The submission is based on the results from the SUSTAIN clinical trial programme involving more than 8,000 adults with type 2 diabetes, which studied the drug in combination with oral-antidiabetic agents and basal insulin and demonstrated significant and sustained blood glucose control.
For example, in the SUSTAIN 2 trial, from a mean baseline HbA1c of 8.1 percent, adults with type II diabetes treated with 0.5 mg and 1.0 mg semaglutide achieved superior HbA1c reductions of 1.3 percent and 1.6 percent, respectively, vs 0.5 percent with 100 mg sitagliptin at 56 weeks, as add-on to metformin and/or thiazolidinediones.
Also, in the SUSTAIN 3 trial, adults with type II diabetes and a mean baseline HbA1c of 8.3 percent achieved a superior HbA1c reduction of 1.5 percent when treated with 1.0 mg semaglutide vs 0.9 percent with 2.0 mg exenatide ER (p<0.0001), as add-on to one or two oral antidiabetics (metformin, sulfonylurea or thiazolidinediones).
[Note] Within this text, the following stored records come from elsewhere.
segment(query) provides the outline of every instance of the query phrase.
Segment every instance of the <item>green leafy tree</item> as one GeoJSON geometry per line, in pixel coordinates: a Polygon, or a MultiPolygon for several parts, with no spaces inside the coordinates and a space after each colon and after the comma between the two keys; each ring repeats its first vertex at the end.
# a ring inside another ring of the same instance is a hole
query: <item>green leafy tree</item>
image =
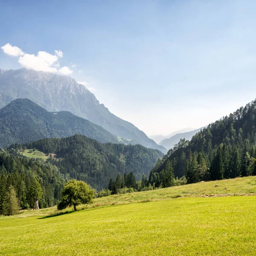
{"type": "Polygon", "coordinates": [[[30,205],[35,209],[36,199],[40,200],[43,195],[43,189],[40,183],[34,178],[33,179],[28,191],[28,197],[30,199],[30,205]]]}
{"type": "Polygon", "coordinates": [[[73,206],[74,209],[76,211],[78,205],[91,204],[94,197],[94,190],[85,182],[71,180],[63,188],[61,201],[58,205],[58,209],[61,210],[73,206]]]}

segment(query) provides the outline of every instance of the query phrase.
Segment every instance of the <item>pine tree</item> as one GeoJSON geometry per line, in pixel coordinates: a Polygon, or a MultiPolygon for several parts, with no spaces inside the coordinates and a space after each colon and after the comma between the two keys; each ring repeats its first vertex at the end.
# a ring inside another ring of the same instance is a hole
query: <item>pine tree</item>
{"type": "Polygon", "coordinates": [[[5,215],[15,215],[18,212],[18,200],[13,187],[11,185],[6,196],[3,214],[5,215]]]}
{"type": "Polygon", "coordinates": [[[122,187],[122,175],[120,173],[117,174],[116,179],[116,189],[121,189],[122,187]]]}
{"type": "Polygon", "coordinates": [[[163,170],[160,177],[162,184],[164,188],[173,186],[174,184],[174,173],[172,163],[168,160],[165,166],[165,169],[163,170]]]}
{"type": "Polygon", "coordinates": [[[217,150],[217,152],[214,156],[210,168],[211,178],[213,180],[222,180],[224,174],[224,165],[223,164],[223,144],[221,144],[217,150]]]}

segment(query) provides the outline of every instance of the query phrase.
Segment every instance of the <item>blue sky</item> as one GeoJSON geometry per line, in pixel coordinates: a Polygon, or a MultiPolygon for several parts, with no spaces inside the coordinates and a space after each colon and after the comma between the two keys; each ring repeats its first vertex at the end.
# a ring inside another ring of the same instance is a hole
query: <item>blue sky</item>
{"type": "MultiPolygon", "coordinates": [[[[61,67],[148,135],[204,126],[256,98],[255,1],[41,2],[1,1],[0,47],[60,50],[61,67]]],[[[1,51],[0,68],[18,58],[1,51]]]]}

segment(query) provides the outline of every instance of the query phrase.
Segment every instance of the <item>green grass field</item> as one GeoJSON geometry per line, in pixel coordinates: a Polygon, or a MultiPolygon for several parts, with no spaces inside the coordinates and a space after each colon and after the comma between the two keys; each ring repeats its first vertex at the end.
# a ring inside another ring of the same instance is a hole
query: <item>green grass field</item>
{"type": "Polygon", "coordinates": [[[24,211],[0,218],[0,255],[255,255],[255,192],[251,177],[24,211]]]}
{"type": "Polygon", "coordinates": [[[44,160],[46,160],[48,158],[48,156],[43,152],[38,151],[37,149],[32,152],[29,152],[31,149],[26,149],[24,152],[20,151],[20,153],[28,157],[32,157],[33,158],[41,158],[44,160]]]}

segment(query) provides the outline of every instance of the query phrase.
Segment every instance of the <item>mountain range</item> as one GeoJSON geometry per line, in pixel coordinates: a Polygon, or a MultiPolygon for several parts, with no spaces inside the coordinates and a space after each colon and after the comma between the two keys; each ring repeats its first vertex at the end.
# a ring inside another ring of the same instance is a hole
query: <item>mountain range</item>
{"type": "Polygon", "coordinates": [[[111,177],[119,172],[132,171],[137,180],[148,175],[157,160],[163,154],[159,150],[141,145],[101,143],[86,136],[75,134],[62,138],[42,139],[29,143],[12,145],[20,148],[35,148],[49,154],[48,161],[57,166],[68,179],[84,180],[100,190],[111,177]]]}
{"type": "Polygon", "coordinates": [[[111,113],[84,86],[70,77],[24,68],[0,70],[0,108],[25,98],[49,111],[70,111],[134,144],[166,151],[134,125],[111,113]]]}
{"type": "Polygon", "coordinates": [[[0,147],[44,138],[67,137],[76,134],[99,142],[119,143],[99,125],[68,111],[49,112],[27,99],[18,99],[0,109],[0,147]]]}
{"type": "Polygon", "coordinates": [[[187,132],[177,134],[169,139],[163,140],[159,143],[159,145],[164,147],[167,149],[172,148],[174,145],[177,144],[180,140],[180,139],[185,138],[186,140],[190,140],[195,134],[203,128],[204,128],[204,127],[187,132]]]}
{"type": "Polygon", "coordinates": [[[172,132],[172,133],[170,134],[168,134],[168,135],[150,135],[149,136],[148,136],[148,137],[154,140],[158,144],[160,144],[160,142],[165,139],[169,139],[172,136],[174,136],[174,135],[177,134],[187,132],[189,131],[193,131],[194,130],[195,130],[194,128],[184,128],[184,129],[182,129],[181,130],[175,131],[172,132]]]}

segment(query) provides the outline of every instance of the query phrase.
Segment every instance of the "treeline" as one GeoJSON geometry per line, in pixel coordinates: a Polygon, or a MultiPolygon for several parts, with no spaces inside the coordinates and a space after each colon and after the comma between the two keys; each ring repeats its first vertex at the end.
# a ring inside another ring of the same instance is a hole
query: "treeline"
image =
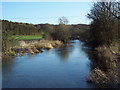
{"type": "MultiPolygon", "coordinates": [[[[65,19],[67,20],[67,19],[65,19]]],[[[28,24],[2,21],[2,51],[9,52],[11,39],[13,35],[43,35],[47,40],[60,40],[64,43],[71,39],[79,39],[80,34],[89,29],[89,25],[66,25],[66,22],[61,19],[59,25],[52,24],[28,24]]]]}
{"type": "Polygon", "coordinates": [[[97,2],[88,14],[90,25],[89,44],[92,47],[110,45],[119,40],[120,2],[97,2]]]}

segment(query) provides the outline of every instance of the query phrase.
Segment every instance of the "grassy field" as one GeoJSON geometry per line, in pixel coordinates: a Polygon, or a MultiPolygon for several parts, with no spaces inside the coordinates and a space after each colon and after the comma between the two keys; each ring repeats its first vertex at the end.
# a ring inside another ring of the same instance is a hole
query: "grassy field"
{"type": "Polygon", "coordinates": [[[42,35],[12,36],[11,38],[15,40],[34,40],[34,39],[42,39],[42,35]]]}

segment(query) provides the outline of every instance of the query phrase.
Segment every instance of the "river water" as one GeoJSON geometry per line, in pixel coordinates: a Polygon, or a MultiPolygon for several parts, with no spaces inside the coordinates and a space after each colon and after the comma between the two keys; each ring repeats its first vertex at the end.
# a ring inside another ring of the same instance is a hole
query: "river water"
{"type": "Polygon", "coordinates": [[[66,47],[3,60],[3,88],[93,88],[87,47],[79,40],[66,47]]]}

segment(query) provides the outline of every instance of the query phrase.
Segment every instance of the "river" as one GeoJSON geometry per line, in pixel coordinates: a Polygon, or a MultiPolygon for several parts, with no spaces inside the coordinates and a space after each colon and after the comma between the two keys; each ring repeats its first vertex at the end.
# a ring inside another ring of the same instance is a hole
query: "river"
{"type": "Polygon", "coordinates": [[[66,47],[3,60],[3,88],[93,88],[87,47],[79,40],[66,47]]]}

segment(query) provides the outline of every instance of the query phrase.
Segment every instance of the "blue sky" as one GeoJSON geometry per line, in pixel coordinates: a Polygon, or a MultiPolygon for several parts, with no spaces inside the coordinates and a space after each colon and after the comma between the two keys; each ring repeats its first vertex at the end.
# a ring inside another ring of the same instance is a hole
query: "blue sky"
{"type": "Polygon", "coordinates": [[[65,16],[69,24],[89,24],[86,15],[92,2],[3,2],[2,19],[32,24],[58,24],[65,16]]]}

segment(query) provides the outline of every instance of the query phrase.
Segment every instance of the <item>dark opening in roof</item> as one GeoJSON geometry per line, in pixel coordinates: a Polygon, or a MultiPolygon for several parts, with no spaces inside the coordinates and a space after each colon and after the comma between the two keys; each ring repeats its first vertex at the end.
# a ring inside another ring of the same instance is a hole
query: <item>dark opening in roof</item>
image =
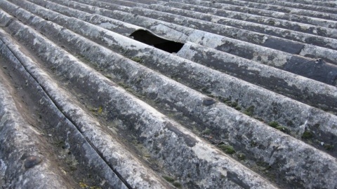
{"type": "Polygon", "coordinates": [[[184,43],[161,38],[145,30],[137,30],[132,33],[130,36],[140,42],[153,46],[170,53],[178,52],[184,46],[184,43]]]}

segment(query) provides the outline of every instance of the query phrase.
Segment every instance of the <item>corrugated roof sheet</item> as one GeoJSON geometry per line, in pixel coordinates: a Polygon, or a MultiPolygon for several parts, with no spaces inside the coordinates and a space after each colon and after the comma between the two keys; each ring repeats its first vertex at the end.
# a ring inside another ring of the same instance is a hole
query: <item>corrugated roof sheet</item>
{"type": "Polygon", "coordinates": [[[337,4],[1,0],[4,188],[336,188],[337,4]]]}

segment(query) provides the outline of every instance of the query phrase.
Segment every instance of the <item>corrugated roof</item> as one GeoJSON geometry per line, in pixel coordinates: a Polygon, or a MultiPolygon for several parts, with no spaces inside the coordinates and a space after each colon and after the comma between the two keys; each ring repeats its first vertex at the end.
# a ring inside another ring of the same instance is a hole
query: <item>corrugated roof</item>
{"type": "Polygon", "coordinates": [[[335,188],[334,1],[0,1],[4,188],[335,188]]]}

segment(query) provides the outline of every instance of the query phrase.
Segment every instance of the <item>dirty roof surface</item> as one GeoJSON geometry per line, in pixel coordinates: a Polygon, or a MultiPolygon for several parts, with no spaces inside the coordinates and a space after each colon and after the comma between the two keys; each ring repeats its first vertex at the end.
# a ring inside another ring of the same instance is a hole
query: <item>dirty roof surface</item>
{"type": "Polygon", "coordinates": [[[0,0],[4,188],[337,188],[337,3],[0,0]]]}

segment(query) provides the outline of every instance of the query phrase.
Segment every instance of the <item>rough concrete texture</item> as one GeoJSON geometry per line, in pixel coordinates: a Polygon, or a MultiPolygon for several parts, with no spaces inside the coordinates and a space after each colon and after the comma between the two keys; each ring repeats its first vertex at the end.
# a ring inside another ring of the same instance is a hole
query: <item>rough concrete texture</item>
{"type": "Polygon", "coordinates": [[[333,4],[169,1],[0,1],[1,187],[337,187],[333,4]]]}

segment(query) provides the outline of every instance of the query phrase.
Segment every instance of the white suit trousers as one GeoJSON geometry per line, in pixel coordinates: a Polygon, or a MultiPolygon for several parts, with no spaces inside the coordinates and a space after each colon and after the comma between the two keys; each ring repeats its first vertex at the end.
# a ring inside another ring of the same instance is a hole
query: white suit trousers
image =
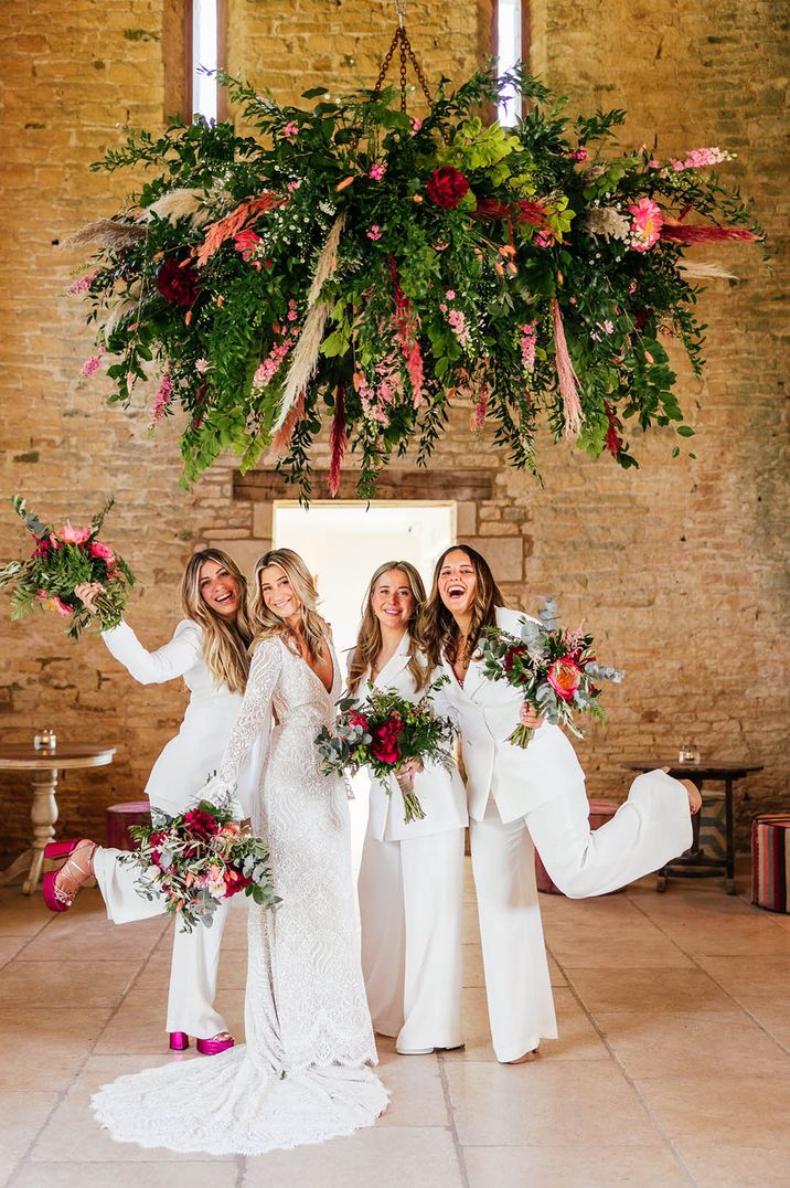
{"type": "MultiPolygon", "coordinates": [[[[94,854],[94,874],[107,906],[107,918],[114,924],[148,920],[164,915],[158,899],[145,899],[137,890],[139,867],[119,861],[124,851],[99,847],[94,854]]],[[[228,903],[220,903],[210,928],[198,924],[191,933],[182,931],[176,918],[168,992],[168,1031],[185,1031],[197,1040],[210,1040],[226,1031],[222,1016],[214,1010],[220,944],[228,916],[228,903]]]]}
{"type": "Polygon", "coordinates": [[[491,1035],[503,1062],[557,1036],[535,848],[560,890],[583,898],[625,886],[691,845],[688,794],[662,771],[638,776],[600,829],[590,832],[588,819],[580,781],[507,824],[493,801],[482,821],[470,822],[491,1035]]]}
{"type": "Polygon", "coordinates": [[[399,1051],[461,1044],[463,829],[365,839],[362,973],[373,1028],[399,1051]]]}

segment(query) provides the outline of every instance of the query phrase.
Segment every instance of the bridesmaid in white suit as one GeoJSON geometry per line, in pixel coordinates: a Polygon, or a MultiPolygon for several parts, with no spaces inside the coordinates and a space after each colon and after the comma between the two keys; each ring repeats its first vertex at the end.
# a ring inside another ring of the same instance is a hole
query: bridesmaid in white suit
{"type": "MultiPolygon", "coordinates": [[[[91,608],[96,584],[78,586],[76,594],[91,608]]],[[[135,681],[162,684],[183,677],[190,693],[178,734],[157,759],[145,788],[153,808],[182,813],[219,766],[245,690],[252,626],[247,618],[247,582],[235,562],[219,549],[204,549],[189,561],[182,582],[187,618],[172,639],[148,651],[127,623],[102,632],[109,652],[135,681]]],[[[251,766],[254,765],[254,757],[251,766]]],[[[120,851],[83,840],[50,881],[57,910],[68,909],[86,878],[95,874],[115,924],[159,915],[160,905],[137,890],[138,871],[119,861],[120,851]]],[[[220,943],[228,905],[220,904],[211,928],[173,935],[166,1030],[170,1047],[189,1047],[214,1055],[233,1045],[225,1019],[214,1007],[220,943]]]]}
{"type": "Polygon", "coordinates": [[[484,676],[482,628],[518,634],[522,614],[501,604],[485,558],[453,546],[437,562],[422,631],[460,719],[494,1051],[520,1063],[557,1036],[535,848],[565,895],[605,895],[687,849],[701,802],[690,782],[647,772],[612,821],[590,832],[584,772],[565,734],[524,710],[517,689],[484,676]],[[507,741],[519,720],[536,728],[525,750],[507,741]]]}
{"type": "MultiPolygon", "coordinates": [[[[369,681],[418,701],[430,683],[415,623],[425,599],[406,561],[371,579],[348,674],[360,699],[369,681]]],[[[403,798],[371,777],[359,876],[362,972],[373,1026],[404,1056],[461,1045],[461,914],[466,791],[455,765],[425,764],[413,784],[425,813],[404,822],[403,798]]]]}

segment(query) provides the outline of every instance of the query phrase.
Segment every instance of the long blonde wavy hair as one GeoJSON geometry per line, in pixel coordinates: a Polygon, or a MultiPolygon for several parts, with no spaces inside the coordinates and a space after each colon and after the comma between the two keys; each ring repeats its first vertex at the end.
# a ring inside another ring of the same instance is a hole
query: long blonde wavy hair
{"type": "Polygon", "coordinates": [[[314,658],[324,653],[323,642],[331,638],[331,630],[326,619],[318,614],[318,592],[310,570],[298,552],[293,549],[271,549],[265,552],[255,565],[255,589],[249,604],[249,618],[254,632],[253,646],[264,639],[279,636],[285,645],[298,655],[296,637],[285,619],[270,611],[260,590],[260,574],[267,565],[278,565],[289,582],[296,598],[302,604],[302,631],[308,651],[314,658]]]}
{"type": "Polygon", "coordinates": [[[200,552],[194,552],[182,579],[181,605],[187,618],[202,628],[203,658],[216,685],[227,684],[232,693],[244,693],[249,671],[253,630],[247,612],[247,579],[233,557],[221,549],[201,549],[200,552]],[[235,620],[223,619],[203,599],[200,581],[206,561],[214,561],[235,577],[239,584],[235,620]]]}
{"type": "Polygon", "coordinates": [[[423,646],[431,665],[440,664],[442,657],[448,659],[450,664],[455,664],[459,661],[468,664],[474,656],[482,628],[497,625],[495,608],[505,605],[488,562],[476,549],[472,549],[468,544],[451,544],[449,549],[445,549],[436,562],[430,596],[425,602],[419,623],[423,646]],[[461,642],[459,626],[453,618],[453,613],[442,602],[438,593],[438,579],[444,560],[449,552],[455,552],[456,550],[466,552],[476,579],[475,598],[472,606],[472,624],[462,651],[459,651],[461,642]]]}
{"type": "Polygon", "coordinates": [[[360,681],[367,670],[373,668],[375,659],[381,651],[381,624],[373,613],[373,590],[375,589],[375,583],[379,577],[381,577],[383,574],[386,574],[390,569],[400,569],[406,575],[409,588],[415,596],[415,609],[406,626],[406,631],[410,637],[409,671],[411,672],[415,680],[415,685],[418,690],[423,688],[428,680],[428,669],[419,656],[421,645],[419,632],[417,630],[419,611],[425,601],[425,587],[423,586],[423,580],[410,561],[387,561],[383,565],[379,565],[371,577],[371,583],[367,588],[367,594],[365,595],[365,602],[362,604],[362,621],[356,637],[356,645],[354,647],[352,663],[348,669],[349,693],[356,693],[360,681]]]}

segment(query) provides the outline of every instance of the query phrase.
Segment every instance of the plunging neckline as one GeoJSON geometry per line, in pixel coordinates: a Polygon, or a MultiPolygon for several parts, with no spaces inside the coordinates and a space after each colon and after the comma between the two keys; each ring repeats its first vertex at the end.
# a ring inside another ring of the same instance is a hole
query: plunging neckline
{"type": "MultiPolygon", "coordinates": [[[[318,682],[323,691],[327,694],[327,696],[331,697],[331,690],[335,688],[335,656],[329,640],[324,636],[322,636],[321,638],[323,640],[324,646],[327,647],[327,651],[329,652],[329,663],[331,664],[331,681],[329,682],[329,688],[327,688],[327,685],[323,683],[316,670],[308,664],[302,652],[297,652],[297,656],[306,668],[308,672],[311,672],[312,676],[316,678],[316,681],[318,682]]],[[[283,640],[283,644],[285,644],[285,640],[283,640]]]]}

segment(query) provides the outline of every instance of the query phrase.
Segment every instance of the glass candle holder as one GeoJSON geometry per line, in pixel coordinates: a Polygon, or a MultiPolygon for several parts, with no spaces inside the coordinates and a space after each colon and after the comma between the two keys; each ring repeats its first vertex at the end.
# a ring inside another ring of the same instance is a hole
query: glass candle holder
{"type": "Polygon", "coordinates": [[[42,726],[33,734],[33,748],[36,751],[55,751],[57,747],[57,734],[49,726],[42,726]]]}
{"type": "Polygon", "coordinates": [[[696,742],[683,742],[677,752],[678,763],[699,763],[700,748],[696,742]]]}

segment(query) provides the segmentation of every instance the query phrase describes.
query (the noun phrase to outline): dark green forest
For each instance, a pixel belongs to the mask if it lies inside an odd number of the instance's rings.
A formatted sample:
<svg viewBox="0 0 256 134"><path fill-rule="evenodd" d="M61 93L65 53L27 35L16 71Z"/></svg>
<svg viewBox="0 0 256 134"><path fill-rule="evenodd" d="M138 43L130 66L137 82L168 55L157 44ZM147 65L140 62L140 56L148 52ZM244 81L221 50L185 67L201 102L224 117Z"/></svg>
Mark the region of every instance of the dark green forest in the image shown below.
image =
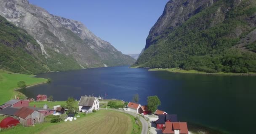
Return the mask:
<svg viewBox="0 0 256 134"><path fill-rule="evenodd" d="M234 5L234 2L219 0L174 30L165 29L133 66L179 67L209 73L256 72L256 43L243 48L235 47L256 28L248 21L255 16L256 5L251 4L249 0L243 0L238 6ZM227 11L227 7L230 10ZM215 23L215 13L220 8L225 18ZM216 24L212 25L213 22ZM242 31L239 36L234 35L236 29Z"/></svg>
SUSTAIN 5 showed that, from a mean baseline HbA1c of 8.4 percent, 397 adults treated with 0.5 mg and 1.0 mg semaglutide achieved statistically significantly greater reductions of 1.4 percent and 1.8 percent, respectively, vs 0.1 percent percent reduction with placebo, when added on to basal insulin with or without metformin. Crucially, adults with type 2 diabetes treated with semaglutide achieved statistically significantly greater weight loss vs placebo (3.7 kg and 6.4 kg vs 1.4 kg) from a mean baseline body weight of 91.7 kg.
Also of note, the cardiovascular outcomes trial SUSTAIN 6 demonstrated a statistically significant cardiovascular risk reduction compared to placebo. According to the data, time to first occurrence of either cardiovascular (CV) death, non-fatal myocardial infarction (heart attack) or non-fatal stroke by 26 percent vs placebo, while there was a significant 39 percent decrease in non-fatal stroke after only two years of treatment.
On the safety side, Novo stressed that across the SUSTAIN clinical trial programme, once-weekly semaglutide had a safe and well tolerated profile with the most common adverse event being nausea.
"Achieving blood glucose control, weight loss and reducing the risk of cardiovascular events remains a significant challenge for adults with type II diabetes," said Mads Krogsgaard Thomsen, executive vice president and chief science officer of Novo Nordisk.
"We are excited with this regulatory filing, as results from the SUSTAIN programme show that once-weekly semaglutide has the potential to further improve the treatment of adults with type 2 diabetes."